Prehypertension is the stage just before hypertension. A slight increase in BP than the normal poses risks for you to develop high blood pressure in the future. In prehypertension, the systolic pressure reads from 120 to 139 millimeters of mercury (mm Hg) while the diastolic pressure ranges between 80 to 89 mm Hg. It’s an indication that one needs to put a check on the rising BP.
Symptoms of prehypertension
There are no such symptoms of prehypertension. The only way to find out is through a blood pressure check up.
What causes prehypertension?
Lifestyle, diet, age, and health complications are responsible for rise in blood pressure. The main causes are:
- Overweight and obesity
- Absence of physical activity
- High stress levels
- Excess sodium and cholesterol in diet
- Overconsumption of alcohol
- Young adults are more prone
- Family history of hypertension
- Thyroid complications
- Sleeping disorders
- Chronic kidney disease
- Heart problems – atherosclerosis
- Side effect of medicines
Complications of prehypertension
Risks of developing cardiovascular complications are more in people with prehypertension. If not controlled, it can progress to hypertension. It makes one vulnerable to diabetes, heart attack, stroke, obesity, and dementia.
Diagnosis of prehypertension
The blood pressure is measured with the very common device- blood pressure cuff. Blood pressure is subject to fluctuation depending upon the stage of the individual. Therefore, the readings are repeated at different situations for 2-3 times and the average of the readings is the final.
If the blood pressure lies within the range of prehypertension, then you will be suggested treatment.
Before initiating a treatment your doctor will check your medical and family history and ask you several questions about your diet and lifestyle. You need to tell him if you are taking any drugs, pills or supplements.
You may need to undergo further blood, urine and hormone tests if he suspects any underlying problem.
Treatment of prehypertension
Your doctor may suggest blood pressure medicines, depending on the test reports.
Drug therapy may also be carried out with to improve the associated complications (like coronary artery disease, kidney problems, peripheral artery disease, etc) along with the aim to manage the rising blood pressure.
If medicines are not required, then modifying lifestyle and eating habits are capable of bringing down the prehypertensive blood pressure.
Home remedies and lifestyle changes for managing prehypertension
- Lose weight and incorporate exercises or any form of physical activity (dance, swimming, jogging, walking, sports, etc.) no matter how busy you are.

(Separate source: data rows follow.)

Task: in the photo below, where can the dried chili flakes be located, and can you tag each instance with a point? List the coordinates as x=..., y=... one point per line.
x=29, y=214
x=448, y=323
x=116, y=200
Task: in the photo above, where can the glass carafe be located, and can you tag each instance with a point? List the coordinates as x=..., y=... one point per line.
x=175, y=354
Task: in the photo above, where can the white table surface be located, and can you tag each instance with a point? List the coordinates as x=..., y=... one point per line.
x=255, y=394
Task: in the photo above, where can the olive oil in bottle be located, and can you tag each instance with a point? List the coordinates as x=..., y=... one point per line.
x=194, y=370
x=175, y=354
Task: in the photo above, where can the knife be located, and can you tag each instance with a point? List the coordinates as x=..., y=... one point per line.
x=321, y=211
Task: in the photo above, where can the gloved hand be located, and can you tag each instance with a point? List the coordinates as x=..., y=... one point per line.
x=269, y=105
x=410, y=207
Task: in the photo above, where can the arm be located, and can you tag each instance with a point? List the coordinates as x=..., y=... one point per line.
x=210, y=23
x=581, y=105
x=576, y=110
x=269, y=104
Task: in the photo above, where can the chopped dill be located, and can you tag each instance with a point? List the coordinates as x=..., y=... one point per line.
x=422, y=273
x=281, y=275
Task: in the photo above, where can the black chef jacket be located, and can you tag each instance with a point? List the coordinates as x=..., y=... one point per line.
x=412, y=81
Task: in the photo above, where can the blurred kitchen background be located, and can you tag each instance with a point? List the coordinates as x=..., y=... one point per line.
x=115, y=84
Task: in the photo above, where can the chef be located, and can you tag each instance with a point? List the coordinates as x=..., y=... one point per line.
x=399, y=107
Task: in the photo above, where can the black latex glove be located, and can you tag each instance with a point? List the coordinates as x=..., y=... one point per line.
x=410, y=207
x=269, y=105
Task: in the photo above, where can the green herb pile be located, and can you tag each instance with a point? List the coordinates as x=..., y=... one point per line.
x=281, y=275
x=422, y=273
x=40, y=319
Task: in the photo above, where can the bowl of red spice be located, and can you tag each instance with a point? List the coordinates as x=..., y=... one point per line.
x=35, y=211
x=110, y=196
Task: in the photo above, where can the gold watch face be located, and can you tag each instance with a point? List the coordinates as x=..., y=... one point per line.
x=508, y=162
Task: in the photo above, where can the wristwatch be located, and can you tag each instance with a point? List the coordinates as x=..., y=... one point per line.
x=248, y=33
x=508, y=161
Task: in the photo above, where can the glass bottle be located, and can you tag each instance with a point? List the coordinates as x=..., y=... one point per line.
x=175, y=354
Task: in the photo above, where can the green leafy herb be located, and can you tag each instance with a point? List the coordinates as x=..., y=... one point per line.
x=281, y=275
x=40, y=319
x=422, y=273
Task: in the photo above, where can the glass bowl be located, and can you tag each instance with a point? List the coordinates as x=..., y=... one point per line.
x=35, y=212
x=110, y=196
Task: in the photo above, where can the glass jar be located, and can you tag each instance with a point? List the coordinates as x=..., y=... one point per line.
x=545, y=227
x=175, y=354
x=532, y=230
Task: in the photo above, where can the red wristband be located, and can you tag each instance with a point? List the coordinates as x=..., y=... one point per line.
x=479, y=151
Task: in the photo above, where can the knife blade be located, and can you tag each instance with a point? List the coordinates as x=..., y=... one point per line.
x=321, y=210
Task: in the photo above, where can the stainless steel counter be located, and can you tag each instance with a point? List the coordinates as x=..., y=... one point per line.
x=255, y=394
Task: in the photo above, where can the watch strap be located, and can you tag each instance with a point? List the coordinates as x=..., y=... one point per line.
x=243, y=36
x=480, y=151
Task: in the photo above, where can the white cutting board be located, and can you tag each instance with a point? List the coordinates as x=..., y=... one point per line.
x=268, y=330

- Cut down on foods containing cholesterol, saturated and trans fats, and high amounts of sodium
- Eat plenty of fruits, fresh juice (beet root, ginger), omega 3- rich fish, whole grains and green vegetables
- Drink in moderation, no binge drinking. Try to quit smoking
- Cut down stress levels through meditation, relaxation therapies and engagement in happy activities
- Increase sleep
- Get your blood pressure checked every month to observe improvement
Prehypertension is a warning sign and it can be managed very quickly if you strive towards incorporating those changes in your lifestyle and diet as suggested by your doctor. A healthy heart is the key to happy life. So why not follow it?